There have been multiple deaths and serious injuries from incidents involving the bikes in recent years.

In October, gardaí seized 44 scrambler bikes and off-road vehicles in Limerick, after new powers were enacted.

The amendment to the Road Safety Act allows gardaí to target and seize off-road vehicles that are being used unlawfully or in an anti-social manner.

O’Connor and Lahart both said males in their teens and 20s are most commonly involved in this behaviour. 

Just last month a woman in her 70s was struck by a scrambler while crossing the road in Tallaght. A man in his 20s was seriously injured in west Dublin last summer after crashing a scrambler bike.

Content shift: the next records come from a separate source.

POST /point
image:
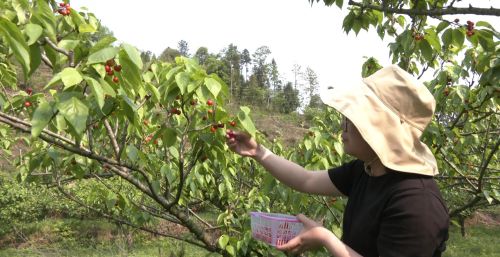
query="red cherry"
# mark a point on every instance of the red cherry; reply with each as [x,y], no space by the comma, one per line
[230,133]
[174,111]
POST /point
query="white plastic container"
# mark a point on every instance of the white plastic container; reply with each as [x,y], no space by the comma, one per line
[274,228]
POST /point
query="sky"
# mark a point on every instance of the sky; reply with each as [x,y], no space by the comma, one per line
[294,31]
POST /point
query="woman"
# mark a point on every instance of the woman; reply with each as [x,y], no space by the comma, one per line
[394,206]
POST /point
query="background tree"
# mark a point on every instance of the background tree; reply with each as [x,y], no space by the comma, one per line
[430,37]
[183,48]
[245,61]
[260,66]
[169,54]
[232,59]
[201,55]
[311,86]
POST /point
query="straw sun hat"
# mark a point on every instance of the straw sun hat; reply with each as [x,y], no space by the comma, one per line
[390,109]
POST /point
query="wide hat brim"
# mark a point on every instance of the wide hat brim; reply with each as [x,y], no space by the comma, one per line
[396,142]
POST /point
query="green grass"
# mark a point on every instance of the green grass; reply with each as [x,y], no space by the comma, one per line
[480,240]
[75,238]
[162,247]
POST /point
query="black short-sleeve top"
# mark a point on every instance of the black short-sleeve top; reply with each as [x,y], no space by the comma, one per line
[396,214]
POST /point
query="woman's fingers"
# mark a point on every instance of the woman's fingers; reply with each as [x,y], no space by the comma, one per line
[291,245]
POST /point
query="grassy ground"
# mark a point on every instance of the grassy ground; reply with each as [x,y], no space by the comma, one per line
[480,240]
[90,238]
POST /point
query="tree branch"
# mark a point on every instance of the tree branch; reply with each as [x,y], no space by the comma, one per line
[69,54]
[128,223]
[112,136]
[432,12]
[47,62]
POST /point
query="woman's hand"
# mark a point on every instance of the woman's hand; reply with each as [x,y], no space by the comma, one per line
[312,236]
[242,143]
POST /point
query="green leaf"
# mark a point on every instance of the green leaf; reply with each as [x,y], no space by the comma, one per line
[75,112]
[182,79]
[33,31]
[156,186]
[339,3]
[55,79]
[35,57]
[401,20]
[44,17]
[486,40]
[484,24]
[245,121]
[21,7]
[447,37]
[154,91]
[108,90]
[487,196]
[432,38]
[442,25]
[70,77]
[8,75]
[458,38]
[130,71]
[41,117]
[223,240]
[96,90]
[426,49]
[338,148]
[133,54]
[129,108]
[16,42]
[86,28]
[132,152]
[230,250]
[169,136]
[111,200]
[213,86]
[102,55]
[103,43]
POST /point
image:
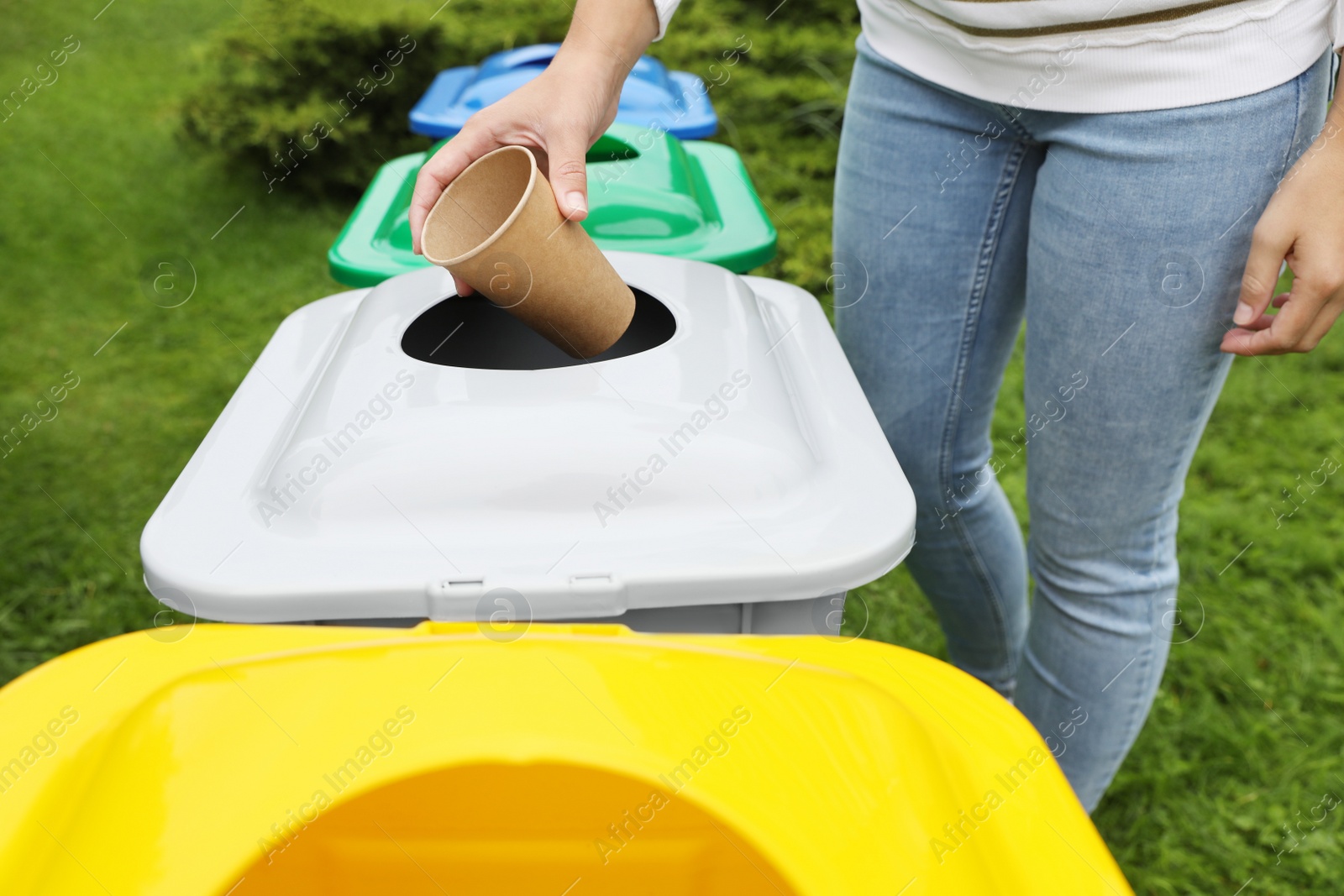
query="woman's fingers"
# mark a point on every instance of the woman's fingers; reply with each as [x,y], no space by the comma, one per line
[1304,317]
[1269,246]
[566,170]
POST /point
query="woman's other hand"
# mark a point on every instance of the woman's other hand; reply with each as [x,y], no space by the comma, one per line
[558,114]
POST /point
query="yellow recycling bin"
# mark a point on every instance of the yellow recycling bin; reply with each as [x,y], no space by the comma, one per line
[564,759]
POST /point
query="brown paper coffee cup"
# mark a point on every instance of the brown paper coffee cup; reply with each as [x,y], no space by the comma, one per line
[497,228]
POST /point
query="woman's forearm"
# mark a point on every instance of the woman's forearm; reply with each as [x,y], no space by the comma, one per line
[605,40]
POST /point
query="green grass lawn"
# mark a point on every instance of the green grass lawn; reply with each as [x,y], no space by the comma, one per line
[96,187]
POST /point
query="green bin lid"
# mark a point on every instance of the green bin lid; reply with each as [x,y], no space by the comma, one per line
[648,192]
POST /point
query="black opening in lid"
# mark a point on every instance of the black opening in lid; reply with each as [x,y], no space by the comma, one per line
[470,331]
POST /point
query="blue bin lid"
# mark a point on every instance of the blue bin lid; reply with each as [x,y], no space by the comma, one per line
[672,101]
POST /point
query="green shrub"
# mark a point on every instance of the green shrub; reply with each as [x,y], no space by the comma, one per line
[312,101]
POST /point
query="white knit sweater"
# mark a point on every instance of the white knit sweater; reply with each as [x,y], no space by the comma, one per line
[1100,55]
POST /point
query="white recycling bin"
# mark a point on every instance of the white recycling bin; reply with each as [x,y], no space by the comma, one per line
[402,453]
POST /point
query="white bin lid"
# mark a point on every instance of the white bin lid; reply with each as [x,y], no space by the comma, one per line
[736,463]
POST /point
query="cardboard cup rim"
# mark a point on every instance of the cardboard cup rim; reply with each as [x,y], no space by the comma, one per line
[499,231]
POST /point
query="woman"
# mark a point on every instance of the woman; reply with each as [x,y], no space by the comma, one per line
[1129,177]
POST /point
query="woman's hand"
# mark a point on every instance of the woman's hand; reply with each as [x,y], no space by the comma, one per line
[558,114]
[1303,224]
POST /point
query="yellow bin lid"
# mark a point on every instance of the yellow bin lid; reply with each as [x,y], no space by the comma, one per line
[575,759]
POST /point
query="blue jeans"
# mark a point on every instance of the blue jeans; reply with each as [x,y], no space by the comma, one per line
[1121,238]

There have also been tragic incidents involving children. Leroy Coyle (19) died in a scrambler crash on Christmas Day in 2013 on the Ballybough Road near Croke Park. In 2015, Warren Kenny (16) died on Christmas Day in Cherry Orchard while riding a scrambler bike.

Gardaí have described the vehicles’ illegal and anti-social use as causing “fear and intimidation” in communities.

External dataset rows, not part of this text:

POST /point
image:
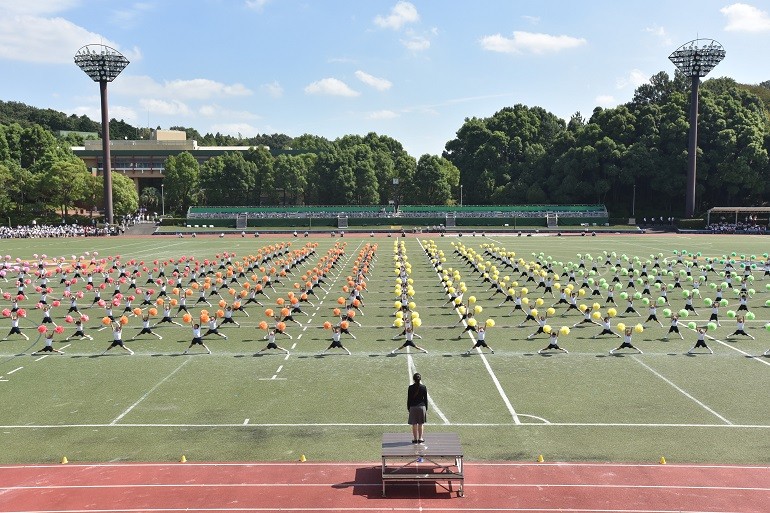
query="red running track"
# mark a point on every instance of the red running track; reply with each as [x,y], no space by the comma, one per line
[309,487]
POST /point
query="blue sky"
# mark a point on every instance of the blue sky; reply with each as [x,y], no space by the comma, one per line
[411,70]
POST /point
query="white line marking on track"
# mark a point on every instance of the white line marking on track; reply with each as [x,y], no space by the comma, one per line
[396,424]
[403,508]
[355,483]
[128,410]
[681,390]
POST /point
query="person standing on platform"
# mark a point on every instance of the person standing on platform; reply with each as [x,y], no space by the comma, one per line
[417,405]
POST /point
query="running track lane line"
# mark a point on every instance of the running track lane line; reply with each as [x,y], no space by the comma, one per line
[128,410]
[684,392]
[411,369]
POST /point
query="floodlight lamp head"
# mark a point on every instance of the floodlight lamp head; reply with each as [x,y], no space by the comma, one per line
[698,57]
[100,62]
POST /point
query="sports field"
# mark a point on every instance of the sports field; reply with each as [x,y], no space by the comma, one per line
[514,404]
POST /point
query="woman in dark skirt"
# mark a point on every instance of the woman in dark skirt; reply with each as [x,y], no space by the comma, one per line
[417,405]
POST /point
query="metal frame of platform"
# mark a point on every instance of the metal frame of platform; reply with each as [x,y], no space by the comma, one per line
[438,459]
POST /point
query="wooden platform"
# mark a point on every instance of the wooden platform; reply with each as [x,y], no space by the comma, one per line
[438,459]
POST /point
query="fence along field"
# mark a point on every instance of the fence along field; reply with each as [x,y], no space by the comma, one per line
[514,404]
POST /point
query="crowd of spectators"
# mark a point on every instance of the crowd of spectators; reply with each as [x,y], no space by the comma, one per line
[46,231]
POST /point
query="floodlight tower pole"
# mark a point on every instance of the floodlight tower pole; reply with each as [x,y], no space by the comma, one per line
[695,60]
[103,64]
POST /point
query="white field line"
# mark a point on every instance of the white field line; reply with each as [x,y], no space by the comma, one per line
[492,374]
[128,410]
[394,424]
[411,369]
[681,390]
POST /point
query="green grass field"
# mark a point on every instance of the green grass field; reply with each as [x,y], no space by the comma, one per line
[512,405]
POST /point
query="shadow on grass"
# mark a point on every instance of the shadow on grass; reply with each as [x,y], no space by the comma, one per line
[367,482]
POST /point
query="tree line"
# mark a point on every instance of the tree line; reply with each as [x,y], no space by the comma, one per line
[635,152]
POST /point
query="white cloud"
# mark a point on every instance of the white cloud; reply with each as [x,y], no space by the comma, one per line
[530,42]
[401,14]
[745,18]
[128,16]
[331,87]
[378,83]
[194,89]
[30,38]
[635,78]
[382,114]
[37,7]
[273,89]
[416,43]
[164,108]
[234,129]
[606,101]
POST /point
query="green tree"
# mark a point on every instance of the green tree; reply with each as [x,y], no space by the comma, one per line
[229,179]
[182,182]
[434,179]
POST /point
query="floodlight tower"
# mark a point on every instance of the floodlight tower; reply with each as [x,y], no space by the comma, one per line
[103,64]
[695,59]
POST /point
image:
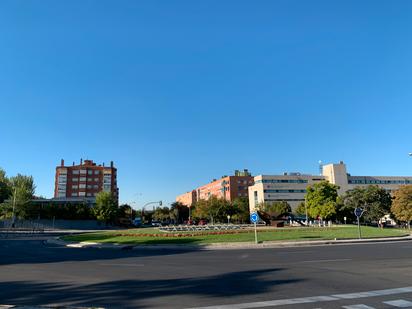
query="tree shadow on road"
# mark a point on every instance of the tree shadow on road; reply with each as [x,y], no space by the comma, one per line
[23,251]
[141,293]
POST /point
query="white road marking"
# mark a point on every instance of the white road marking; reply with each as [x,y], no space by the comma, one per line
[325,261]
[305,300]
[400,303]
[374,293]
[121,264]
[360,306]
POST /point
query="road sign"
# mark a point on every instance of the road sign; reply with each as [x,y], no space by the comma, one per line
[254,217]
[358,212]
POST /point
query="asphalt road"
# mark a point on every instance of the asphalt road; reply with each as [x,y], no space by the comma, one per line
[35,273]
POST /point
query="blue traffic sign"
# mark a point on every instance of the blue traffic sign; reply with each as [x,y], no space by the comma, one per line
[358,212]
[254,217]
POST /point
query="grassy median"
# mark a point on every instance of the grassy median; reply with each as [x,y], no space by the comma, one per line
[154,236]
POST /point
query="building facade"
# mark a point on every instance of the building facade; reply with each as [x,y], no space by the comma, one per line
[289,187]
[292,187]
[85,180]
[188,198]
[227,187]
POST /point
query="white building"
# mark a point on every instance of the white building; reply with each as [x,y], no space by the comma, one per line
[291,187]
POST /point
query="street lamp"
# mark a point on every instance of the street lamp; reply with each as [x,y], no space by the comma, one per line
[306,211]
[147,204]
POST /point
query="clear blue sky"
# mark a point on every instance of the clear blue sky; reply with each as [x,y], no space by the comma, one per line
[179,92]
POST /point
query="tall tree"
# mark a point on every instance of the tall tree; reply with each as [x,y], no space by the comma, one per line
[321,199]
[402,204]
[180,212]
[375,200]
[22,192]
[106,207]
[5,191]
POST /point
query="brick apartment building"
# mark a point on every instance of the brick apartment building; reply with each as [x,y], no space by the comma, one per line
[227,187]
[85,180]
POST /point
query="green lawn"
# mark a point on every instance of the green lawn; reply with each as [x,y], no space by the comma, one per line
[137,237]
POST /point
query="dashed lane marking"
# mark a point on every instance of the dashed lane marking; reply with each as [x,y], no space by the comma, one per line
[400,303]
[360,306]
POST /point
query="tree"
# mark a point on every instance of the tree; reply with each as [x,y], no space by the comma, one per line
[214,208]
[321,199]
[180,212]
[378,203]
[106,207]
[162,214]
[352,199]
[5,191]
[125,211]
[301,209]
[22,190]
[375,200]
[402,204]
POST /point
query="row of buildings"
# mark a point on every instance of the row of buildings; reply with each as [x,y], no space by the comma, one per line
[289,187]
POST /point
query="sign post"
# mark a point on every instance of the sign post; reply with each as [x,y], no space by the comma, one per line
[358,213]
[254,218]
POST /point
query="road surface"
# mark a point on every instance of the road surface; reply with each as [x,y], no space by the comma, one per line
[376,275]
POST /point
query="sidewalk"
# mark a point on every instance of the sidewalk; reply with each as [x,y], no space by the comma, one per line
[229,246]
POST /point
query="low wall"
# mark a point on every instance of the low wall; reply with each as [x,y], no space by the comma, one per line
[55,224]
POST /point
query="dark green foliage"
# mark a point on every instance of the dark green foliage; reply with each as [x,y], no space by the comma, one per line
[374,200]
[106,207]
[321,200]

O’Connor said that even following the introduction of new powers for the gardaí to tackle scramblers, they continue to cause problems.

“Scramblers, as an issue, has not gone away.”

Just last month a woman in her 70s was struck by a scrambler while crossing the road in Tallaght.

photo_2024-03-15 10.22.52 Closeup of a man doing a wheelie on the ad Nicky Ryan Nicky Ryan

The Advertising Standards Authority said it received 35 complaints about the ad on the JD Sports shop, but that it is not in a position to comment further at this time.

JD Sports and Nike have been approached for comment.

O’Connor is not looking for scrambler bikes to be outlawed completely, as some people claim to have legitimate reasons for using them and an outright ban would “take a big effort”.

Similarly, Lahart says he’s “not a killjoy” and knows there are also “responsible riders” of scramblers.

He previously asked the council to create a special club where people could use scramblers safely, similar to a project that found success in Moyross, Co Limerick, but he says the council has been slow to act on his suggestion.